Monday, August 15, 2011

Tomatoes ~ A Love Story

Pattypan squash, beets, kale, basil, and Tomatoes!
Is there anything better from the garden than a summer tomato? During the rest of the year I think about them every time I am in the market, every time I eat a salad, every time I am served the cardboard tomatoes that we suffer through from October through July.  It is finally August, and August is for tomatoes.  

Here in the Adirondacks it is difficult at best to raise garden vegetables. The season is short, especially at higher elevations.  Planting anything other than peas before the first week of June invites trouble.  Frosts are the norm in May, and a foot of snow is not unheard of.  The amount of daily sun light in the northeast compounds the problem, leaving gardeners to search for hardy varieties of fast growing veggies.  It also helps if they have a sense of humor.  This year I planted six different varieties of tomatoes, in hopes of finding one or two that were up to the task.  I started the plants "Indian style" - or at least that's what I read somewhere - with a fish planted under each plant as a "built in" fertilizer.  As luck would have it, the bluegills are up near the shore line spawning during the first week of June, and six sacrificed themselves for my garden.  I buried one beneath each plant.   The next morning I noticed six holes dug neatly down the side of each plant, and a paw swipe showing exactly where I had buried each fish.  The plants were untouched; just the fish had been stolen.   My trail camera revealed the culprit - the resident red fox had stolen a meal for her kits. 
Red fox in the garden - stealing my "fertilizer".
Not an auspicious start for the garden.  The rest of the story reads better.  I did indeed have two varieties that grew head and shoulders above the rest of the plants - a Garden Leader - Tasty Yellow Cherry is full of ripe orange fruit, and a Bush Early Girl that we purchased at Garden Time in Glens Falls is the most productive of all.

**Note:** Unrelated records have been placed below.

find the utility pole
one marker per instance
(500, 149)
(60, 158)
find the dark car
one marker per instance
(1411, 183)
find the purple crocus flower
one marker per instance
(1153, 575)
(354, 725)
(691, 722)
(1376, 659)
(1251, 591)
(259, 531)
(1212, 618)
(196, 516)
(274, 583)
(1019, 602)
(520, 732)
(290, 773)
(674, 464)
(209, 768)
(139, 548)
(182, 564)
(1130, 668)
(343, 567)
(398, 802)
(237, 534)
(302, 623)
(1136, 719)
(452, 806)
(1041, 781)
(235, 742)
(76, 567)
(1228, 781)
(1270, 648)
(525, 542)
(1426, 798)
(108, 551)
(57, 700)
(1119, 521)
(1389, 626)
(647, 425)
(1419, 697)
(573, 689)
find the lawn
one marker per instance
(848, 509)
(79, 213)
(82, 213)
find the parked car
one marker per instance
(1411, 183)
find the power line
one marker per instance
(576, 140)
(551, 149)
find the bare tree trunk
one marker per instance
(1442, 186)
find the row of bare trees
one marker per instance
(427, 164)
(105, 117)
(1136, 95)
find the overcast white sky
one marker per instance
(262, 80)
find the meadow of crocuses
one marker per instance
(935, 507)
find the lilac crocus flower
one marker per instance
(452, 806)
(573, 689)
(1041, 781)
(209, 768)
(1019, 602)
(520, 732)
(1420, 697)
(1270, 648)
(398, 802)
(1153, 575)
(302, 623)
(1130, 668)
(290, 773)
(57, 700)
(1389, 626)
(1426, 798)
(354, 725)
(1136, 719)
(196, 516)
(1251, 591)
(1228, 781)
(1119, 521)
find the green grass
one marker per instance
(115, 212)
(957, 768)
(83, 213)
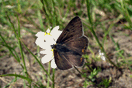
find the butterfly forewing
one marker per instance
(70, 46)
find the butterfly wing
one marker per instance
(73, 55)
(71, 44)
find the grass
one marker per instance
(101, 16)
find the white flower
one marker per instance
(101, 55)
(45, 40)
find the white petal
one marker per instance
(49, 52)
(55, 32)
(40, 34)
(103, 58)
(46, 58)
(53, 64)
(48, 30)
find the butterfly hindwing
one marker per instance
(70, 46)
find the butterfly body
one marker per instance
(70, 46)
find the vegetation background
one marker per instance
(107, 24)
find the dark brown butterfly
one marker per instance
(70, 45)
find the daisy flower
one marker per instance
(45, 40)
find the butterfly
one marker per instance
(70, 46)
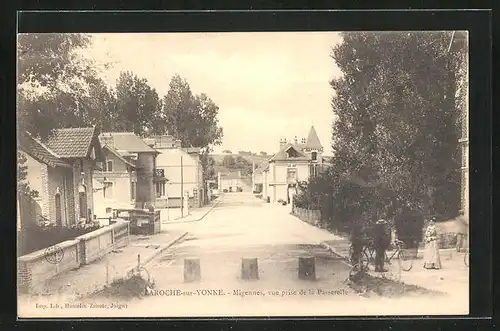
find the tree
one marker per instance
(192, 119)
(137, 105)
(395, 136)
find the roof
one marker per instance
(71, 142)
(313, 140)
(126, 141)
(281, 155)
(40, 152)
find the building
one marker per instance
(294, 162)
(233, 182)
(128, 176)
(183, 170)
(61, 169)
(258, 177)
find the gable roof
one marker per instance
(71, 142)
(118, 155)
(282, 156)
(40, 152)
(313, 140)
(126, 141)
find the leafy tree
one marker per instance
(53, 80)
(228, 161)
(137, 105)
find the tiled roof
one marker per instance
(125, 141)
(39, 152)
(119, 156)
(281, 155)
(71, 142)
(313, 140)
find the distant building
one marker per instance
(61, 169)
(233, 181)
(127, 177)
(294, 162)
(183, 170)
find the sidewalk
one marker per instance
(452, 279)
(93, 277)
(194, 214)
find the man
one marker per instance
(381, 241)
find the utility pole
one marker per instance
(182, 189)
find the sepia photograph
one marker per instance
(242, 174)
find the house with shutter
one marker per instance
(294, 162)
(61, 168)
(128, 177)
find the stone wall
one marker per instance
(37, 267)
(311, 216)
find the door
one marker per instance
(58, 209)
(82, 197)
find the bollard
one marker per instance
(307, 268)
(192, 270)
(249, 268)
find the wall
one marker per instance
(36, 268)
(121, 179)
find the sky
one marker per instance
(268, 86)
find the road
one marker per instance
(241, 226)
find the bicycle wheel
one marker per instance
(405, 260)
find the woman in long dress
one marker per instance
(431, 255)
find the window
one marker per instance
(133, 188)
(108, 191)
(160, 189)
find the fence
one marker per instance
(311, 216)
(37, 267)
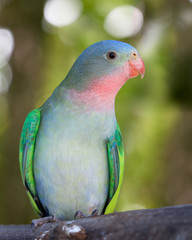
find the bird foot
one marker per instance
(40, 221)
(80, 214)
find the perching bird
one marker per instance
(71, 150)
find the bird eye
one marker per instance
(111, 55)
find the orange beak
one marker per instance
(138, 66)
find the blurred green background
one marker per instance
(40, 40)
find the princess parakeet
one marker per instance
(71, 150)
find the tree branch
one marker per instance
(160, 224)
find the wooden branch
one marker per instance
(155, 224)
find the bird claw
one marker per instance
(80, 214)
(40, 221)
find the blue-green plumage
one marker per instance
(71, 151)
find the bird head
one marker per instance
(102, 69)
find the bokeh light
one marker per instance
(6, 46)
(5, 79)
(60, 13)
(124, 21)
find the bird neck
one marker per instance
(100, 93)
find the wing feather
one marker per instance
(26, 155)
(115, 152)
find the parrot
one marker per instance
(71, 152)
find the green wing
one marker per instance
(26, 153)
(116, 166)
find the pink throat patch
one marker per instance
(101, 92)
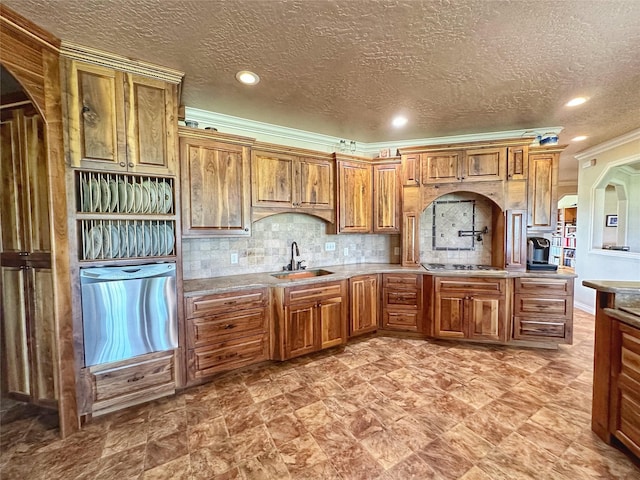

Last weekend Mary also found some heirloom varieties at the farmers markets, so we were faced with the happy dilemma of too many tomatoes.  Her favorite solution to that predicament is to roast some up on sheet pans with a spritz of sea salt - 275F for two or three hours, depending upon the thickness of the slices.  Store them in a bowl with a good extra virgin olive oil and you have the tastiest bruschetta topping that your garden will produce (until next August.) They will last for a few weeks in the refrigerator and get better with age.